FEMA’s New ‘Disaster Deductible’ Shifts Responsibility to States

Over at Emergency Management Magazine, there was an interesting article about how FEMA is floating the idea of that would “give states a financial incentive to better prepare for storms, floods, hurricanes and other disasters.”
Their article comes on the heels of January on “Proposed Rules” under the title of

Federal Emergency Management Agency

Establishing a Deductible for FEMA’s
Public Assistance Program

AGENCY:

Federal Emergency
Management Agency, DHS.

SUMMARY:

“The Federal Emergency Management Agency (FEMA) is considering the establishment of a disaster deductible, requiring a predetermined level of financial or other commitment from a Recipient (Grantee), generally the State, Tribal, or Territorial government, before FEMA will provide assistance under the Public Assistance Program when authorized by a Presidential major disaster declaration. FEMA believes the deductible model would incentivize Recipients to make meaningful improvements in disaster planning, fiscal capacity for disaster response and recovery, and risk mitigation, while contributing to more effective stewardship of taxpayer dollars. For example, Recipients could potentially receive credit toward their deductible requirement through proactive pre-event actions such as adopting enhanced building codes, establishing and maintaining a disaster relief fund or self-insurance plan, or adoption of other measures that reduce the Recipient’s risk from disaster events. The deductible model would increase stakeholder investment and participation in disaster recovery and building for future risk, thereby strengthening our nation’s resilience to disaster events and reducing the cost of disasters long term. FEMA seeks comment on all aspects of the deductible concept.”

In regards to the deductible:

“Consistent with the principles of the Stafford Act that assistance from the Federal Government is supplemental in nature and that every recipient of disaster assistance has some measureable capacity to independently respond, FEMA is considering the establishment of a disaster ‘‘deductible.’’ To ensure a Recipient’s participation in recovery from disaster losses, following receipt of a major disaster declaration authorizing the Public Assistance Program, the Recipient(s) would be required to demonstrate it has satisfied a predetermined deductible amount before FEMA would provide assistance through a Project Worksheet for eligible Public Assistance work. FEMA would intend for the calculation of the deductible level for each Recipient to be published periodically and to be representative of Recipient capability. In addition to considering how to calculate a deductible amount, FEMA is considering what means by which a Recipient could demonstrate it has satisfied a deductible requirement, including through completion of FEMA- eligible projects entirely with its own funding, or through other Recipient activities for which FEMA would calculate an appropriate credit against the deductible. FEMA might provide a credit toward the deductible, for example, for a Recipient’s prior adoption of a building code that reduces risk; for adoption of proactive fiscal planning such as establishing a disaster relief fund or a self-insurance fund; or investment in programs of assistance available when there is not a federal declaration.”

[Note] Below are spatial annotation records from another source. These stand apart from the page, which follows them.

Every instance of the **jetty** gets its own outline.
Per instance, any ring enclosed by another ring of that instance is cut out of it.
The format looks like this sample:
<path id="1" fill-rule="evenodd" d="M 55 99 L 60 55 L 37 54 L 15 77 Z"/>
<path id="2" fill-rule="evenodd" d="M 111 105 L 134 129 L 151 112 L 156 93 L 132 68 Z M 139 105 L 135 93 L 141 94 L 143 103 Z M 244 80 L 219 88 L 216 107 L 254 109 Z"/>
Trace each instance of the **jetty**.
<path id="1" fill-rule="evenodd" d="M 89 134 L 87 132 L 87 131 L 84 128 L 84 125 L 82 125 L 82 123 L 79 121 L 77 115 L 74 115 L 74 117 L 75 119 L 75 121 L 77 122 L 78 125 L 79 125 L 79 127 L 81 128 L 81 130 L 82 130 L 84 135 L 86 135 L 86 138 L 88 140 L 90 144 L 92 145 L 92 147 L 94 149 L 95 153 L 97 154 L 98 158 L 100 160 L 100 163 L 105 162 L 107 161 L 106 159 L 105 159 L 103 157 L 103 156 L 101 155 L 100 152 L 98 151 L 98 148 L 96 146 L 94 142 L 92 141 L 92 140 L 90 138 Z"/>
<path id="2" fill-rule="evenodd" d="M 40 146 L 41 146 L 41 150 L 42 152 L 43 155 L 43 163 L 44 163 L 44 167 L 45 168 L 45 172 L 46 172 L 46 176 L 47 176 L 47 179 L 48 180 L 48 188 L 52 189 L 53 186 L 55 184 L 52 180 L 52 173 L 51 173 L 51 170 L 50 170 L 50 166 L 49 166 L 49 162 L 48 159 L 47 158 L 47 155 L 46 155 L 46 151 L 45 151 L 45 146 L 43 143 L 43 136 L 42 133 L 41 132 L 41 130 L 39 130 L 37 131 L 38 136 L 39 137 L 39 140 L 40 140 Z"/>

What you are hearing is the cry of a thousand local emergency management directors, upset that the potential gravy train of FEMA money may soon dry up. As the writers at the Heritage Foundation pointed out:

“The pace of FEMA declarations has increased with each new President. In just eight years, President George W. Bush issued nearly as many FEMA declarations as Presidents Reagan, George H. W. Bush, and Clinton combined. In 2011 alone, President Obama issued more FEMA declarations than President Reagan did in eight years and President George H. W. Bush in four years. Is it any surprise that the Disaster Relief Fund keeps running out of funds, thereby requiring emergency appropriations?”

If a federal agency wants to shift some responsibilities the states, I am all for it. I argue that localities are better equipped to handle emergency situations than a centrally planned response. FEMA was created to respond to a Superstorm Sandy or Hurricane Katrina level event. As cold hearted as this will sound, this agency has been overtaxed by being called into smaller disasters. This can lead up to a point that if a major disaster occurred, FEMA would be ill prepared or funded to respond, leading to a Katrina like response.

Much like other post on this page, the point is very clear, you cannot depend on either the general government or even your local government to respond effectively to disasters. The best way to ensure that you are not severely impacted when disasters strikes, is to take responsibility for you and your family and being prepared.